D.J. Glaser: “Glendo is a manufacturer of tools that are used in engraving. In early 2005, we completed our expanded GRS Training Center that has classroom space for teaching engraving and related subjects.
“From a business perspective, using this facility to host the Grand Masters Program is a long term investment in the world-wide field of fine hand engraving. I use the word ‘investment’ because Glendo doesn’t make money from the Grand Masters; our goal is to break even, but this hasn’t happened.
“At Glendo, we believe that recognizing and hosting special courses or workshops taught by these ‘Grand Masters’ will benefit all of us. Unlike the other courses at our training center, the Grand Masters Program is for exceptional engravers who travel from around the world to attend. It’s a wonderfully rewarding experience with extraordinary people…like nothing else I’ve ever attended. I guess the answer to this question is that Glendo hosts it because we saw the need, wanted to see it happen, and just gave it a try. ”
How is the 2010 program special?
D.J. Glaser: “One of our goals from the start was to include engraving techniques from around the world. So far, the Grand Masters themselves have come from the US, England, Belgium, Italy and Austria. If you add the other engravers who have attended, there are several more countries represented.
“For the second Grand Masters held in 2006, three members from the Italian firm Creative Art taught a superb one-week course. Giacomo Fausti, Ugo Talenti and Giovanni Steduto taught as a team — this was their own idea…teaching as a team….and it was creative, brilliantly effective and energizing for all.
“Almost immediately there was a request for their return. Now four years later, these three Grand Masters will return to teach an incredible TWO week course on Fantasy Art Engraving. This breathtaking form of engraving is now highly in demand and this particular course is destined to transform the careers and change the lives of the engravers who enroll. I believe what Creative Art has planned for this August will be remembered for years as a unique moment in time.”
What advice do you have for anyone considering this year’s Grand Masters course?
D.J. Glaser: “I’m glad you asked, because I have some advice that may seem a little blunt. Just do it! Make whatever arrangements you need, borrow the money if you have to and come.
“I am concerned there will be those engravers who almost enrolled but didn’t. And if they don’t, there is little doubt that they will ultimately conclude they missed a very rare opportunity that happens just once. I realize the economy is tough, but this year’s program justifies whatever it takes to get there.
“I sense that Creative Art’s Fausti, Talenti and Steduto see this course as an instructional masterpiece and a special gift to their fellow engravers. To get this gift from them, you simply must attend.”

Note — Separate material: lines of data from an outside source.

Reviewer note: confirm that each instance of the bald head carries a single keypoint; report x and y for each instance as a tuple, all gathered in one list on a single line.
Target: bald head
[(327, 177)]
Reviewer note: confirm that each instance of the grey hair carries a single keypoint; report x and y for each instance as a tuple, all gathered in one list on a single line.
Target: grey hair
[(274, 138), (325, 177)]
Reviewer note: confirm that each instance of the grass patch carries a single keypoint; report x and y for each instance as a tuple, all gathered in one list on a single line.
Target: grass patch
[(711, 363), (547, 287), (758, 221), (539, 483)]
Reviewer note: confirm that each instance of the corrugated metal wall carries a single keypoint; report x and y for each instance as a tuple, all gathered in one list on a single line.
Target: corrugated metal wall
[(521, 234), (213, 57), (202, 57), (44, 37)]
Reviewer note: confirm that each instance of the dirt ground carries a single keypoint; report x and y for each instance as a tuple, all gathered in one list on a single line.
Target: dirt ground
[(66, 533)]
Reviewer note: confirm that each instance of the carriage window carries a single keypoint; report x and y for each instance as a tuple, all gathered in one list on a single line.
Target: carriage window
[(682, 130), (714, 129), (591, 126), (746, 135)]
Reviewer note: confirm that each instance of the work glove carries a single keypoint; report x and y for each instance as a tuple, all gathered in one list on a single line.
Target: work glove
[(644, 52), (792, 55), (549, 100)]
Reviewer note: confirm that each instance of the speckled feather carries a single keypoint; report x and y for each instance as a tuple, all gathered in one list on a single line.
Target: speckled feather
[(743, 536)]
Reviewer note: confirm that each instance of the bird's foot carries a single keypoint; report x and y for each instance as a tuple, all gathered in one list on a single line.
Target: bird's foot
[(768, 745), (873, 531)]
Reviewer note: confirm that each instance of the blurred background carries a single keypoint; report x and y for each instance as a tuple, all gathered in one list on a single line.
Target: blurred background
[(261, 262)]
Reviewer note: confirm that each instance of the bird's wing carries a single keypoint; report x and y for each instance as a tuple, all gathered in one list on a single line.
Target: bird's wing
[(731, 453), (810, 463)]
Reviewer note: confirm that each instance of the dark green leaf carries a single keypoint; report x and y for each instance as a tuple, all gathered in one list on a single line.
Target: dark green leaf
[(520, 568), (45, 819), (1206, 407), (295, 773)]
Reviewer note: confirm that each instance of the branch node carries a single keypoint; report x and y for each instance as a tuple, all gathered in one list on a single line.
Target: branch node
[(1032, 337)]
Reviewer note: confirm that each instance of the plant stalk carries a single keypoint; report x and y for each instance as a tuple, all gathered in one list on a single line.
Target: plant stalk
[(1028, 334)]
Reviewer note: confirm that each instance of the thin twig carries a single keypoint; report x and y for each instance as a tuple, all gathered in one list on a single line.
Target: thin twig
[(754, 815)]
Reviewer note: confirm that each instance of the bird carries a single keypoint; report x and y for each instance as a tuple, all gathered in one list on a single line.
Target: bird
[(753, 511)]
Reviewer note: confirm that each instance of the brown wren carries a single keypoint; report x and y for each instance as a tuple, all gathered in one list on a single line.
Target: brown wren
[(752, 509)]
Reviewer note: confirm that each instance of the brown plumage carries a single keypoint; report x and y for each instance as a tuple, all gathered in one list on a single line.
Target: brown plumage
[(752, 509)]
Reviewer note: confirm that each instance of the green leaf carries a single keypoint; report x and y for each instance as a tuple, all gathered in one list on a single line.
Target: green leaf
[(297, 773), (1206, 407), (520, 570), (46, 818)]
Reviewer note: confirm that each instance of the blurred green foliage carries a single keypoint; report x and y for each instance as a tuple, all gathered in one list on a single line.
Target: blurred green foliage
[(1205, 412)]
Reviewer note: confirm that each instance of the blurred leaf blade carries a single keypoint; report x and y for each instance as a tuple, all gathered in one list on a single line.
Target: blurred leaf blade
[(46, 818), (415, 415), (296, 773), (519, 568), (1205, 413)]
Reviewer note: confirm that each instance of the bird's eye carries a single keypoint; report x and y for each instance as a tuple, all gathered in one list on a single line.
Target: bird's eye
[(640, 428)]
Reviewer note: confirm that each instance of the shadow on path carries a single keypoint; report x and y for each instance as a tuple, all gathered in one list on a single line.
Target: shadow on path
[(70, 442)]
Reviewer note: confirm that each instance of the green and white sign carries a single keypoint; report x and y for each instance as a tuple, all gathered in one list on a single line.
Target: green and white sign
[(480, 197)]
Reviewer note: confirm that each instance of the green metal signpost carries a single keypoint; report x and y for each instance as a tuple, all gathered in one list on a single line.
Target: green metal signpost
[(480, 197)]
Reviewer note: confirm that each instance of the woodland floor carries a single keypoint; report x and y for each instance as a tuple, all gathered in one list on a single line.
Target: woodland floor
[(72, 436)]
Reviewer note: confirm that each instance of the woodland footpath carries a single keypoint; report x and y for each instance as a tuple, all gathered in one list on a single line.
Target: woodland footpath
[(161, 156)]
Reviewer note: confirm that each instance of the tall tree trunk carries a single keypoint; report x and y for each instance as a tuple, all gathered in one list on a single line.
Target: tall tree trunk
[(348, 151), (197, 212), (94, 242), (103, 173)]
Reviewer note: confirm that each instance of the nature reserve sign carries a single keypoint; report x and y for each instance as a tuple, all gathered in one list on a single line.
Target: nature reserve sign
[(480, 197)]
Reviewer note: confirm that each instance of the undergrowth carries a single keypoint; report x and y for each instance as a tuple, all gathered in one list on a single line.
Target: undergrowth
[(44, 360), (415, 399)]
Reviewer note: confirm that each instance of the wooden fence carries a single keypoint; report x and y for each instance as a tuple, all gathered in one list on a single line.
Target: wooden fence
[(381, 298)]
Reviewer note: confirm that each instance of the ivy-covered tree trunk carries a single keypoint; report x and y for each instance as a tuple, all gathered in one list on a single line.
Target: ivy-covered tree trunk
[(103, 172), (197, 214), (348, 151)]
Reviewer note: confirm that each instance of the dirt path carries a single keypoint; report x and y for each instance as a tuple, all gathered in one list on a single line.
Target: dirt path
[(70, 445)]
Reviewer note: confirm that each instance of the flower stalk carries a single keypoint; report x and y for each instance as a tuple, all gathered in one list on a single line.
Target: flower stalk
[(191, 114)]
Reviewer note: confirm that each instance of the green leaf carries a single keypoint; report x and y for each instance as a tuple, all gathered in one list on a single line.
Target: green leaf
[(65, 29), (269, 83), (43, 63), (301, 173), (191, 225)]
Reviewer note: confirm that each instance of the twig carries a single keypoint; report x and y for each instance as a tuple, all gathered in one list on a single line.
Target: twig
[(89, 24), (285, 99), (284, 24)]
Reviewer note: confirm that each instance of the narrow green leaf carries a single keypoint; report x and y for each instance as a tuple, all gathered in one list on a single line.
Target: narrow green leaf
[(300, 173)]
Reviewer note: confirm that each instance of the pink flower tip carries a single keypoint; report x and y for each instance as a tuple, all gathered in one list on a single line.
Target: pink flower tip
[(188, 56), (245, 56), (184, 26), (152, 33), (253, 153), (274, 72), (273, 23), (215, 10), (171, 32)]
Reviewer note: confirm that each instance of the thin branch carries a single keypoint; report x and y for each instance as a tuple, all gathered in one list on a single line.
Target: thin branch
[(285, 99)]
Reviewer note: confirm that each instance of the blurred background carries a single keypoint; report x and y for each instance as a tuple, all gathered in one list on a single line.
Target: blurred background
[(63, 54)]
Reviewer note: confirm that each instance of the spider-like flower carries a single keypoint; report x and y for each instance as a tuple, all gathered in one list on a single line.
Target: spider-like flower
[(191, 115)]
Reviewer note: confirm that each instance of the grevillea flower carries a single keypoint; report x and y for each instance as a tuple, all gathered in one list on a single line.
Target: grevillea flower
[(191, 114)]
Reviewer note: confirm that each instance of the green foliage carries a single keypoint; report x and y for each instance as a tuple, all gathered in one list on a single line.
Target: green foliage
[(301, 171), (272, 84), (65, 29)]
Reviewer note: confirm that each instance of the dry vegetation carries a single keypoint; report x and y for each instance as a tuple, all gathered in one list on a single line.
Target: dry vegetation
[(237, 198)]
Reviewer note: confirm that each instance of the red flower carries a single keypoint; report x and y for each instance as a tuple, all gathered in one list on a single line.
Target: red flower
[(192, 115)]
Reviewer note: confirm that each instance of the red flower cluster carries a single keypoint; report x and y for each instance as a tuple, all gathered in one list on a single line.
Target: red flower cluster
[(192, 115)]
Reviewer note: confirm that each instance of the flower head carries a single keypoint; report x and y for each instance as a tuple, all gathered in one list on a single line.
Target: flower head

In closing, what else do you want engravers to know about the event?
D.J. Glaser: “There’s little left to say except the Grand Masters Program is rewarding and fun beyond words. How else can you see Winston Churchill engrave metal and play the guitar at the same event? How else can you learn how Philippe Grifnée and Alain Lovenberg sharpen their gravers and design their patterns? How else can you study under England’s Ken Hunt or America’s Ron Smith?
“The legacies left by these Grand Masters will live on for decades in the people who learned from them in this program. I urge all of you accomplished engravers to take the dream seriously. I hope to see you this August.”